The Liverpool Care Pathway strikes me as the sort of thoughtful and bold approach to care at the end of life that is very much needed in the United States, especially for those for whom the dying process is prolonged and full of uncertainty.

It needs to be thoughtful because, well, it’s about care of the dying, who have a way of surprising us and not dying when we think they will, and whose own wishes for how they die, if known, can range from "do everything to keep me alive" to "if I'm a vegetable, let me go quickly." And it needs to be bold to overcome the “death-panel fear-mongers,” to borrow a phrase from a recent New York Times editorial. (A thoughtful and bold editorial, I might add.)

Such fear-mongering isn’t unique to the U.S. Indeed, Pemberton’s piece is in part rebuttal to coverage that has made the Pathway out to be more about economics than compassionate care, which, if true, would indeed be unfortunate. It does appear that in some cases, consent was not well informed (good communication shouldn’t be a speciality in medicine). Lawsuits have been filed, and an independent inquiry is under way. (More here)

The Pathway has in some UK media acquired the nickname “death pathway,” which is not meant as a compliment. But my sense is that the Liverpool Care Pathway has a lot more to do with compassionate care and dignity in death, and Pemberton makes this case well.

Also worth reading regarding the Pathway, and the key role nurses play in making it work, is a story in NursingTimes.net. The author, like Pemberton, writes of personal experience with the Pathway, and one notably helpful and compassionate palliative nurse in particular. 

“The LCP is not the problem, but its implementation, in some cases, is. Those cases are entirely unacceptable and should face the full fury of the media and patients when they happen,” writes health journalist Shaun Lintern.



“Nurses grappling with life and death issues face incredible pressures; you go into this job to save lives, not to watch them fade away. One possible reason for the lack of communication with some families could well be a reluctance of some nurses and junior doctors to have those incredibly tough conversations with patients and families.”

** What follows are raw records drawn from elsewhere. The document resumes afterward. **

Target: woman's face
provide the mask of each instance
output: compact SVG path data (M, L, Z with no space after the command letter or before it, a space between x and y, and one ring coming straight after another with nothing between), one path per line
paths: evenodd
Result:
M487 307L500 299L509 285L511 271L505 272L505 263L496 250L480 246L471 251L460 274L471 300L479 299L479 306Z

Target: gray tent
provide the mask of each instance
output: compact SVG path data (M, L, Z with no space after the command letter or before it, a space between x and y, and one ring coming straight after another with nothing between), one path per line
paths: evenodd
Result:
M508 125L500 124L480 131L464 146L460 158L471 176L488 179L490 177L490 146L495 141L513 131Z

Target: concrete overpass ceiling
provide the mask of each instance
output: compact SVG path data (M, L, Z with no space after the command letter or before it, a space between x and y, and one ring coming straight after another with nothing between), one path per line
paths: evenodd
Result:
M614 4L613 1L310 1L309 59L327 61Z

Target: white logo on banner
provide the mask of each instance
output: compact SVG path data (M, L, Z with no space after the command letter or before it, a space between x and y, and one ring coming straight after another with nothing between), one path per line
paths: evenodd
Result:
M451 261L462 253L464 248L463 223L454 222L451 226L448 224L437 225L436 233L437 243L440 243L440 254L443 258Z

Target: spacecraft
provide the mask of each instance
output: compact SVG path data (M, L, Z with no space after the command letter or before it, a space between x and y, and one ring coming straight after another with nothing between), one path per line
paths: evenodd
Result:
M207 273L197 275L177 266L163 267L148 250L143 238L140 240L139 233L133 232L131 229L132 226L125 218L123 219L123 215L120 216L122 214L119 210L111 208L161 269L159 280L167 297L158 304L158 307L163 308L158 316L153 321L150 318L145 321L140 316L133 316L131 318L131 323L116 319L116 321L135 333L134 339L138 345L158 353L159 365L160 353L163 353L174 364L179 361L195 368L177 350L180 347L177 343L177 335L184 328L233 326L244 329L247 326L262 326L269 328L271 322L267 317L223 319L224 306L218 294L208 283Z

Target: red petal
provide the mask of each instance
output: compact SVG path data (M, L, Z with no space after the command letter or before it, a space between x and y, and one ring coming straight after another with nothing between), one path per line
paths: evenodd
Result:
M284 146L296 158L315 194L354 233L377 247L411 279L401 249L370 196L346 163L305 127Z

I'm grateful that this does not seem to have been the case with my friend and those in the thankless position of speaking for him about how he'd wish to die.

5 comments:

  1. Paul, we must have some cross-continent vibe going, because on the 16th I blogged about "How Euphemisms for ‘Dying’ both Serve and Obscure." As a citizen end of life reform advocate who tries to be very careful about, and with language, I have continued to use "pull the plug." I'll have to think a bit on it; is this phrase more euphemism or metaphor? Does it relate more to the dying or to the environmental setup (after all, we don't pull the plug on someone who's not enmeshed in an ICU or critical care facility)?